Si la société Home Plus se prévaut de la possibilité pour M. [U] d’apprécier les valeurs de production de son installation dès le 22 juin 2017, date de réception du premier relevé Enedis, force est d’observer que ce relevé est établi sur une période printanière relativement courte (1 mois) et que le rendement d’une installation de panneaux photovoltaïques, nécessairement dépendante de son ensoleillement, ne peut s’apprécier qu’après l’écoulement d’une certaine période qui ne saurait être inférieure à un an.
Les époux [U] pouvaient donc apprécier le rendement annuel de leur installation à partir du 16 mai 2018, étant observé qu’ils ne contestent pas disposer d’un compteur leur permettant de contrôler le fonctionnement et la production des panneaux photovoltaïques installés sur le toit de leur maison.
Dans ces circonstances, les époux [U] étaient recevables à agir contre la société Home Plus jusqu’au 16 mai 2023. Leur action, introduite antérieurement à cette date, est donc recevable.
La société Home Plus sera donc déboutée de sa demande tendant à voir déclarer les époux [U] irrecevables en leurs demandes pour cause de prescription.
Sur les autres demandes
Au vu du sens de la présente ordonnance, il convient de réserver les dépens.
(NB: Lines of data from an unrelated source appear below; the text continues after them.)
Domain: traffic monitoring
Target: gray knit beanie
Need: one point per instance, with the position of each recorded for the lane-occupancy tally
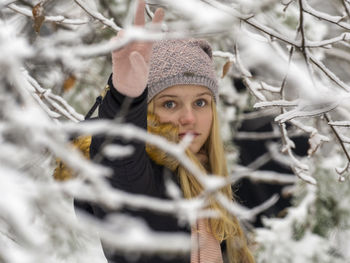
(185, 61)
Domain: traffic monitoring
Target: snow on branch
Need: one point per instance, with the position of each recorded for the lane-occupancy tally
(57, 19)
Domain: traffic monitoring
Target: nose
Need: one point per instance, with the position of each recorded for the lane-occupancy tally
(187, 116)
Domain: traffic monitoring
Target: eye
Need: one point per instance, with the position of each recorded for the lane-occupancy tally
(200, 103)
(169, 104)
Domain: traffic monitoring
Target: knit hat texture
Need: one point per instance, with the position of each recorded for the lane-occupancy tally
(181, 61)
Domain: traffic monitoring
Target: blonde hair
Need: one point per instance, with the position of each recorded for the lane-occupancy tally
(226, 227)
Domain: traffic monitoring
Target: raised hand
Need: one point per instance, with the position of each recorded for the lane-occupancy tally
(131, 63)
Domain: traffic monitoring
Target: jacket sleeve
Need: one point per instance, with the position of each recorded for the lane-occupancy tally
(134, 173)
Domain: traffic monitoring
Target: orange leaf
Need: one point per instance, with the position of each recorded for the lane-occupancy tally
(226, 68)
(69, 83)
(38, 14)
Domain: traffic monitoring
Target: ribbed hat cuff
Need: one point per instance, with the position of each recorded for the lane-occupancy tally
(157, 87)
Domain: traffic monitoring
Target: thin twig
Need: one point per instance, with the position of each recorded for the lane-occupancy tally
(98, 16)
(55, 19)
(338, 136)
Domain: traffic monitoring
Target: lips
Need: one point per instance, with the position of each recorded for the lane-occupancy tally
(183, 134)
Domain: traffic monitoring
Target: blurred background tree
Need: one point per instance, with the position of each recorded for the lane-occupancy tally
(284, 86)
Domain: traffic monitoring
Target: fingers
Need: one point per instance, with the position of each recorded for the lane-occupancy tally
(140, 13)
(158, 16)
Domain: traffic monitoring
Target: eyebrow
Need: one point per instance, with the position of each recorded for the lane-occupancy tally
(175, 96)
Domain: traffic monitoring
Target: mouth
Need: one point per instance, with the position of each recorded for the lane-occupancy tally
(183, 134)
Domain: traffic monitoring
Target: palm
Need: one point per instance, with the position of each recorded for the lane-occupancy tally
(131, 63)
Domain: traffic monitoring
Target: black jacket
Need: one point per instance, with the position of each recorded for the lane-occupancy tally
(136, 173)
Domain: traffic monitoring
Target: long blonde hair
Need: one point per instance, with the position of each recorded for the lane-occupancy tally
(226, 227)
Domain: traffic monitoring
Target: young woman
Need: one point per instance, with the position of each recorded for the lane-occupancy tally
(172, 83)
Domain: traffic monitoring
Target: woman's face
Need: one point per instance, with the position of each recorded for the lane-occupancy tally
(189, 108)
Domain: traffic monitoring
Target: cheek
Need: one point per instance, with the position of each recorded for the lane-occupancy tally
(206, 122)
(165, 117)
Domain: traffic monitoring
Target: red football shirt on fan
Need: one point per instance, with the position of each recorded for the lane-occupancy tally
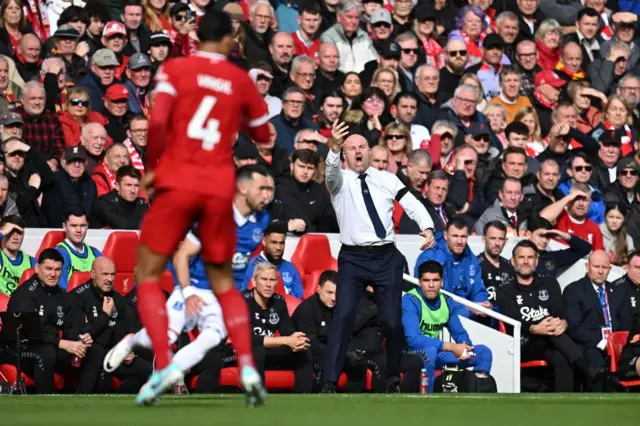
(587, 230)
(202, 102)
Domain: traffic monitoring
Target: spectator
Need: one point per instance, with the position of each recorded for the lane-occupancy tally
(42, 129)
(106, 323)
(138, 82)
(617, 243)
(463, 276)
(580, 171)
(116, 100)
(100, 77)
(537, 303)
(93, 139)
(29, 176)
(425, 312)
(274, 246)
(507, 209)
(291, 120)
(354, 45)
(104, 175)
(268, 312)
(72, 188)
(77, 255)
(122, 208)
(76, 112)
(574, 219)
(299, 201)
(61, 342)
(13, 260)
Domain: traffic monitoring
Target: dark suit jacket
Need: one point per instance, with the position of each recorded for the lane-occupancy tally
(584, 313)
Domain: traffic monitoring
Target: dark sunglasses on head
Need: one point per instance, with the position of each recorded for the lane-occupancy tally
(78, 102)
(583, 168)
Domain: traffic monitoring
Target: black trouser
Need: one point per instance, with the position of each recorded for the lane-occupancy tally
(410, 366)
(283, 358)
(560, 352)
(39, 361)
(359, 267)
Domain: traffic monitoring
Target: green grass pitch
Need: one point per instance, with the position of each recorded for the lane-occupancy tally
(327, 410)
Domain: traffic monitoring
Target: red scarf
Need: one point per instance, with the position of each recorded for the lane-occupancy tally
(578, 75)
(625, 140)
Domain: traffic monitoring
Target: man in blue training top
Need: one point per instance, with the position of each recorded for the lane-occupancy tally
(78, 256)
(425, 312)
(462, 273)
(273, 242)
(250, 216)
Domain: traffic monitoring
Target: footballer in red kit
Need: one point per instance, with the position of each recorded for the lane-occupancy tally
(201, 103)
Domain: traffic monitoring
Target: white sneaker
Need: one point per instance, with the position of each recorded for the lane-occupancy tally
(117, 354)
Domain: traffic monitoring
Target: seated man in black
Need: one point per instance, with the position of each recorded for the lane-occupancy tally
(107, 321)
(313, 317)
(42, 294)
(269, 314)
En conséquence, les parties seront déboutées de leurs demandes fondées sur l’article 700 du code de procédure civile.
PAR CES MOTIFS
Le juge de la mise en état, statuant publiquement, par ordonnance mise à disposition au greffe, contradictoire et susceptible d’appel dans les conditions de l’article 795 du code de procédure civile,
DECLARE irrecevable la demande de la SAS Home Plus représentée par la Selarl Argos tendant à ce que le juge de la mise en état se déclare incompétent pour statuer sur les fins de non-recevoir qu’elle a soulevées dans le cadre de la présente instance ;
DEBOUTE M. [S] [U] et Mme [T] [F] épouse [U] de leur demande tendant à voir déclarer irrecevables les fins de non-recevoir soulevées par la SAS Home Plus ;
DEBOUTE la SAS Home Plus représentée par la Selarl Argos de sa demande tendant à voir déclarer Mme [T] [F] épouse [U] irrecevable en ses demandes pour défaut de qualité à agir ;
DEBOUTE la SAS Home Plus représentée par la Selarl Argos de sa demande tendant à voir déclarer M. [S] [U] et Mme [T] [F] épouse [U] irrecevables en leurs demandes pour cause de prescription ;
DEBOUTE les parties de leurs demandes formulées au titre de l’article 700 du code de procédure civile ;
RESERVE les dépens ;
RENVOIE l’affaire à l’audience dématérialisée de mise en état de la 4ème chambre 1ère section du 1er octobre 2025 à 10 heures 10 pour conclusions récapitulatives en demande.
RAPPELS :
Sauf convocation spécifique à l’initiative du juge de la mise en état ou entretien sollicité par les conseils, les audiences de mise en état sont dématérialisées et par conséquent se tiennent sans la présence des conseils, par échanges de messages électroniques via RPVA. Les demandes d’entretien doivent être adressées par voie électronique au plus tard 3 jours avant l’audience en précisant leur objet afin de pouvoir fixer un rendez-vous contradictoire auquel toutes les parties pourront être présentes si elles le souhaitent.
Les derniers messages RPVA doivent être adressés la veille de l’audience au plus tard à 12 heures ; à défaut, il ne sera pas tenu compte du message qui sera automatiquement rejeté.
Faite et rendue à Paris le 09 Juillet 2025.